Lucas hace hincapié en un mandato final impartido por Jesucristo a sus apóstoles tras la resurrección. Según este mandato,ellos debían permanecer en Jerusalén a la espera de una promesa doble:

  1. Recibir el “bautismo del Espíritu Santo”, hoy conocido como el don del Espíritu Santo (ver Hechos 1:5, compárese con Juan 14:26), y
  2. Ser “investidos con poder desde lo alto” (ver Lucas 24:49)

La parte inicial del cumplimiento de esa promesa a partir del día de Pentecostés se narra más adelante, en el segundo capítulo de Hechos.

La promesa del Espíritu Santo en las enseñanzas de Juan el Bautista

Juan el Bautista enseñó también sobre un segundo bautismo, que debía ser aplicado después del de agua. Hablando acerca del Mesías, a quien él anunciaba, Juan el Bautista dijo: “el que viene tras mí, cuyo ľcalzado yo no soy digno de llevar, es más poderoso que yo; él os bautizará con el Espíritu Santo y con fuego” (Mateo 3:11).

Aplicación de la promesa del Espíritu Santo en la Iglesia Primitiva

En la Iglesia Primitiva, los apóstoles, autorizados para este fin por Jesucristo, imponían las manos a quienes eran bautizados para que pudieran “recibir el Espíritu Santo” ( Hechos 8:14:22; 19:2-6). Realizaban esta labor en representación del Salvador, por medio de la autoridad del sacerdocio de Melquisedec. En esto se distinguían de Juan el Bautista, que sólo poseía la autoridad del sacerdocio aarónico.

Aplicación de la promesa del Espíritu Santo en la actualidad

En nuestra dispensación, dentro de La Iglesia de Jesucristo de los Santos de los Últimos Días, a los nuevos conversos también les son impuestas las manos después de su bautismo para que puedan recibir el don del Espíritu Santo.
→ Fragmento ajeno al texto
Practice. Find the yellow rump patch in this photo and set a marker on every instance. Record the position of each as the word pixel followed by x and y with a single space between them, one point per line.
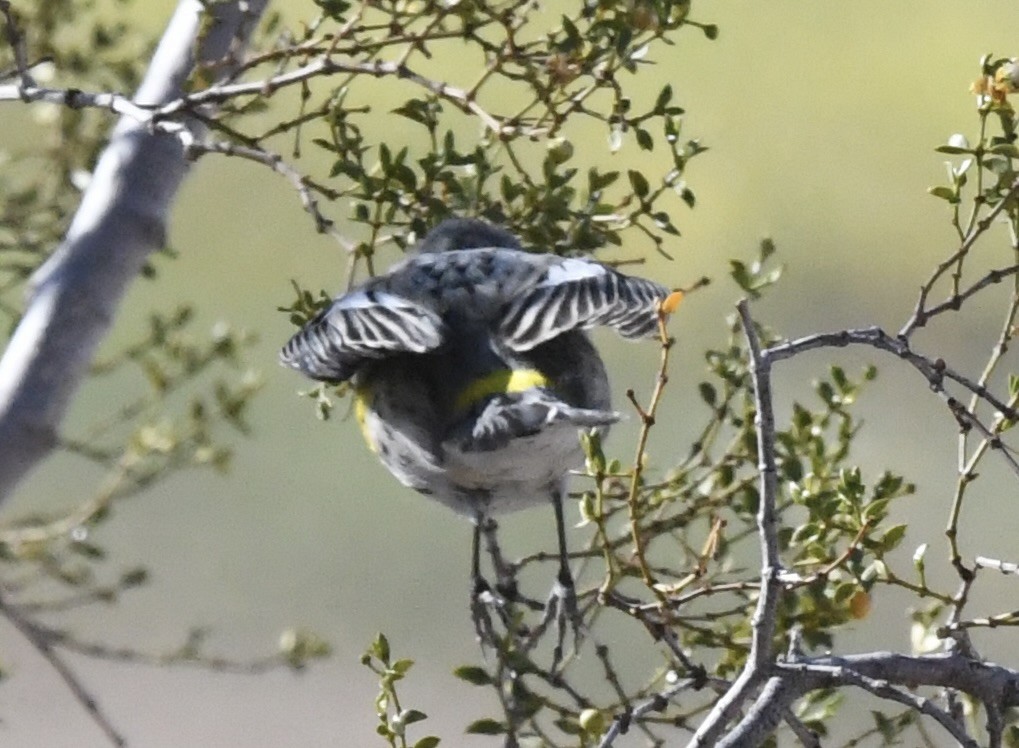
pixel 498 382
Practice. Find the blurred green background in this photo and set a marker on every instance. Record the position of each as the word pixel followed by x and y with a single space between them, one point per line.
pixel 821 119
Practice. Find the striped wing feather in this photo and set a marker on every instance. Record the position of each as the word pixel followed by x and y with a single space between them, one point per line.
pixel 359 326
pixel 578 295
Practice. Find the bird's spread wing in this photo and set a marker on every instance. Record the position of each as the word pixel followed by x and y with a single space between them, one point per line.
pixel 577 294
pixel 361 325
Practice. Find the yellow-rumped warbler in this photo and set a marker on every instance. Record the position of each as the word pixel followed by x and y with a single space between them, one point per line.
pixel 472 372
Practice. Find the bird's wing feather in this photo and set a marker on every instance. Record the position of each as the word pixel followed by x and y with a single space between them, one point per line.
pixel 577 294
pixel 362 325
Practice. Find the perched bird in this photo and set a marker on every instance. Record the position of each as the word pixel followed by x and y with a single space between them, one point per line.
pixel 472 371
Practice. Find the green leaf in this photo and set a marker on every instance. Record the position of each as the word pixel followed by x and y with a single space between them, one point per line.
pixel 486 726
pixel 644 139
pixel 639 182
pixel 707 392
pixel 413 715
pixel 473 675
pixel 944 193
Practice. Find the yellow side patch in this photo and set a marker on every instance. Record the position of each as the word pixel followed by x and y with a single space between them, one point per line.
pixel 498 382
pixel 362 396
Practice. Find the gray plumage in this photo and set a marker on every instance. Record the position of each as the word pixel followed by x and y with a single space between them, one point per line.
pixel 469 308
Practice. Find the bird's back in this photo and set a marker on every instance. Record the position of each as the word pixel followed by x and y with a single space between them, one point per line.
pixel 472 369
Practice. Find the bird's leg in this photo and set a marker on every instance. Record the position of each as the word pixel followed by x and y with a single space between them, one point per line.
pixel 562 600
pixel 505 579
pixel 481 592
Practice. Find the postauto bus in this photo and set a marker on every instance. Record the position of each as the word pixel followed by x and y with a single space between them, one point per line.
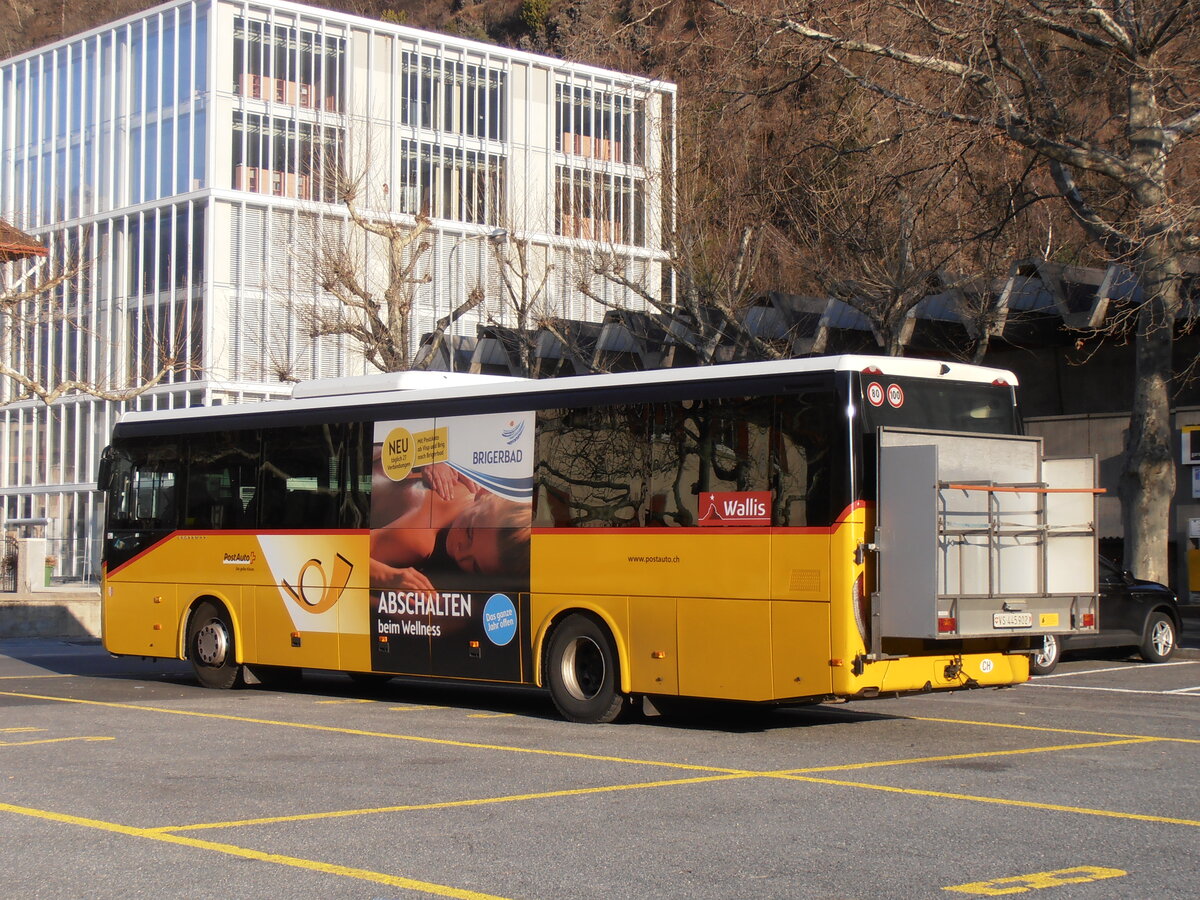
pixel 769 532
Esta ordenanza se corresponde con el “bautismo de fuego” o “bautismo del Espíritu Santo” mencionado en el Nuevo Testamento (ver Hechos 1:5; Doctrina y Convenios 19:31). Así mismo, se procura que los misioneros reciban la ordenanza de la investidura del templo para que reciban “poder de lo alto” antes de comenzar a predicar efectivamente en sus misiones (ver Lucas 24:49; Doctrina y Convenios 95:8-9).